In 2010, there were 10.3 million vacant homes in America. Many are vacant as a result of foreclosure, and they’re costing municipalities at a time when public budgets are already strained to the breaking point.

A new report from the Government Accountability Office (GAO) examines trends in the number of vacant properties, how they relate to the recent increase in foreclosures, the cost of maintaining and administering these properties and strategies for coping with the crises. GAO analyzed Census Bureau vacancy data and data on property maintenance costs from the Federal Housing Administration and two housing-related government-sponsored enterprises. The Office conducted case studies in nine cities selected to provide a range of local economic and housing conditions, rates of foreclosure, and geographic locations.

For many cities, vacant and foreclosed properties are more than just another costly expense. Tending to these properties costs money, but neglecting them can cost far more, and the report from GAO makes clear the scope of this problem. The Huffington Post explained the dilemma vacant properties pose:

While the upkeep and maintenance of a vacant home is technically the responsibility of either the homeowner or the mortgage owner, in practice it often falls to the town, which has to pay for basic services – like cutting the grass, boarding up windows and draining swimming pools – to keep the property from falling into total disrepair. Alternatively, the town can have the vacant property demolished [but] either way, the tab for cities and towns is often high. Detroit, for example, has paid $20 million to demolish 4,000 properties in the past two and a half years, the GAO found.

Communities incur costs in other ways as well. The GAO noted that vacant homes are often associated with crime and accidental fires, which require the attention of police and fire departments, thus tying up city resources. And cities often see their property taxes fall as vacant homes drive down the value of homes around them.

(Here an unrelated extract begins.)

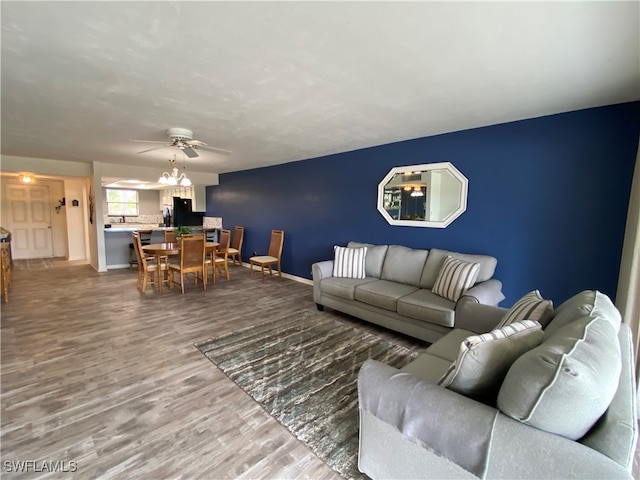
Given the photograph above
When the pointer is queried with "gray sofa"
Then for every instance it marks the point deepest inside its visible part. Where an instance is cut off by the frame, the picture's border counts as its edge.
(396, 292)
(565, 408)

While vacant properties pose serious challenges to the communities faced with them, cities and states are already using great strategies to turn these properties into assets. Land banks are public authorities created to acquire, hold, manage and develop vacant properties. Land banks aim to convert vacant properties that have been neglected by the open market into productive use, and are already in use in Ohio and New York. Land banks are a great way for municipalities to deal with the high cost of vacant homes and support their local economy in the process.